The ones about the wet playing conditions and the tremendous pitching effort and her team’s late-season surge? Kansas University softball coach Tracy Bunge could handle those easily enough.
It was when talk turned to the significance of her team’s 4-1 victory over visiting Texas A&M; on Thursday — what will be her final game at Arrocha Ballpark — that proved a little too much for the coach to bear.
“Obviously I have a lot of strong emotions,” said a teary-eyed Bunge, who announced last Friday that she’d be stepping down after 13 years as Kansas’ head coach. “But first and foremost, I’m happy for this group of kids. Obviously it’s been a struggle for the most part this year, a lot more downs than ups early in the year, and I’m really happy that they’ve put it together.”
Thirteen years after coaching her first game for the Jayhawks, an 8-3 victory over Illinois-Chicago, Bunge left Arrocha Ballpark in memorable fashion, pulling out a win against an A&M; team the Jayhawks hadn’t beaten in their previous 14 tries.
While Thursday’s game was memorable for a lot of reasons — it was the final home game for the team’s five seniors, for one — it proved especially meaningful for Bunge, who led Kansas to the NCAA Regional tournament four times during her career.

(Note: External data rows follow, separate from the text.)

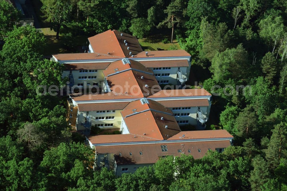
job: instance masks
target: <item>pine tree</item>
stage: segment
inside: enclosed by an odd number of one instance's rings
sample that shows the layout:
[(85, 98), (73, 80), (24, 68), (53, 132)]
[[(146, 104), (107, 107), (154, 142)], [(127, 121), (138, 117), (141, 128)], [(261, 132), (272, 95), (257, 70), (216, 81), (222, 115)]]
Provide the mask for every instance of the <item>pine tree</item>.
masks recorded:
[(269, 82), (273, 82), (273, 78), (277, 72), (276, 59), (271, 52), (267, 52), (261, 61), (262, 71)]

And the importance of sending the coach off with a victory wasn’t lost on the team’s players.
“We didn’t really discuss it,” said senior pitcher Val George, “but that’s kind of in the back of everyone’s mind.”
The Jayhawks did most of their damage in the third inning Thursday, putting three runs on the board thanks to a Kolby Fesmire home run — the first of her career — and a two-run single by Amanda Jobe.

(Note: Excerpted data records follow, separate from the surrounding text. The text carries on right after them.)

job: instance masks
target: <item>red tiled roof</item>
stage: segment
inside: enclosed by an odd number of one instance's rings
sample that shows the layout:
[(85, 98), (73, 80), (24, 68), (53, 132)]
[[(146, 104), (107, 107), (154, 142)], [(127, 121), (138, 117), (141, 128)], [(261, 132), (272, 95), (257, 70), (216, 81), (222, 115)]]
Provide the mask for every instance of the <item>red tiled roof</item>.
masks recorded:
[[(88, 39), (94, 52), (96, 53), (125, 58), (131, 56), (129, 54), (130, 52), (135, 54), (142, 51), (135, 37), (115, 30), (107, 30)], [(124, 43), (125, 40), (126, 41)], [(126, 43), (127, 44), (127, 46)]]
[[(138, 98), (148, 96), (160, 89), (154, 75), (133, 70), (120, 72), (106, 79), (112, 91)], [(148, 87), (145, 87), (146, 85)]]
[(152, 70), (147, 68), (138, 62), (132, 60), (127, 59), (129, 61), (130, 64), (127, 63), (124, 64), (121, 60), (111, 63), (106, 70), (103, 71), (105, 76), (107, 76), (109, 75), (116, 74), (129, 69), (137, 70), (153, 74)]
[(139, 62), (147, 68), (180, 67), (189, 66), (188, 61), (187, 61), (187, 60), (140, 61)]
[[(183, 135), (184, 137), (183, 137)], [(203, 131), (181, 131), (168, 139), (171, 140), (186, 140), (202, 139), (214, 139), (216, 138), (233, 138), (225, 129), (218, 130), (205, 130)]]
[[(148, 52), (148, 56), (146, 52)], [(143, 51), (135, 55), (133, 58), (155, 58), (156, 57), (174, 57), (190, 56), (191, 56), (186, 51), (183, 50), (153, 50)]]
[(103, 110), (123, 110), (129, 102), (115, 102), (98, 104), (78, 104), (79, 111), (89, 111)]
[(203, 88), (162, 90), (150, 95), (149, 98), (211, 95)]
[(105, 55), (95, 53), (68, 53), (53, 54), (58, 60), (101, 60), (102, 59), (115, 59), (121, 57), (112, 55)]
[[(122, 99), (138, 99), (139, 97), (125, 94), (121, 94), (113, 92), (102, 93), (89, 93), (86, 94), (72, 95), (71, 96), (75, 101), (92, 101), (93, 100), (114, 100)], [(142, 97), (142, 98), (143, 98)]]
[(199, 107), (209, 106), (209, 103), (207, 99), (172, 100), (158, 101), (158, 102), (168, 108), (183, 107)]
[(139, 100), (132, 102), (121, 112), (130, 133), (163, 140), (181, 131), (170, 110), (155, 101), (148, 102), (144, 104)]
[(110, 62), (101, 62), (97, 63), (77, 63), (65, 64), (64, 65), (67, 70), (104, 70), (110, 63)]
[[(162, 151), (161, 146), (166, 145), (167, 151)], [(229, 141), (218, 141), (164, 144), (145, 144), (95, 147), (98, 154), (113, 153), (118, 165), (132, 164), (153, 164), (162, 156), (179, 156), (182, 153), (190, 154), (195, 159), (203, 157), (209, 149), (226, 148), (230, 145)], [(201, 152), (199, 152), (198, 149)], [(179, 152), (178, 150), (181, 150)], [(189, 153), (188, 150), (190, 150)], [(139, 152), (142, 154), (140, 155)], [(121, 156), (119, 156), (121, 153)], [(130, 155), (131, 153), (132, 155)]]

Rhiannon Kliesing’s home run in the top of the fourth pulled the Aggies to within two, 3-1, but George held A&M; hitless the rest of the way to improve to 10-14 this season.
“Last year, A&M; beat the crap out of us,” said George, who gave up just two hits and a run. “And we all had a little fire in our belly about that.”

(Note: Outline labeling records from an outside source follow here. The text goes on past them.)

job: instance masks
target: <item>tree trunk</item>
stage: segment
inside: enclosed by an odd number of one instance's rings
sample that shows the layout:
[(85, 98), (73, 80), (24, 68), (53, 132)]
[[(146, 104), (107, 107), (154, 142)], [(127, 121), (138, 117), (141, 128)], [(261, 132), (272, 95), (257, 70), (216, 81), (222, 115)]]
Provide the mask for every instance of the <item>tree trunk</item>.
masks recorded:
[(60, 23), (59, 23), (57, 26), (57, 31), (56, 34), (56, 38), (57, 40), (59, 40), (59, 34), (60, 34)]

The win pushed the Jayhawks to 6-9 in the conference (21-28 overall) and proved a big step forward in the team’s quest for a postseason berth.
It also marked the end of an era for the longest-tenured coach in the history of the softball program.
Despite the emotional undertones of the day, however, Bunge insisted afterward that the focus now remains on going to Ames, Iowa, this weekend and taking two games from Iowa State, a team that — like Kansas — has been playing its best softball at the end of the season.
“It doesn’t mean anything, honestly, because we have two more games to take care of this weekend,” she said. “It only means something if we take care of business this weekend.
“That’s the challenge that this group has (ahead of it).”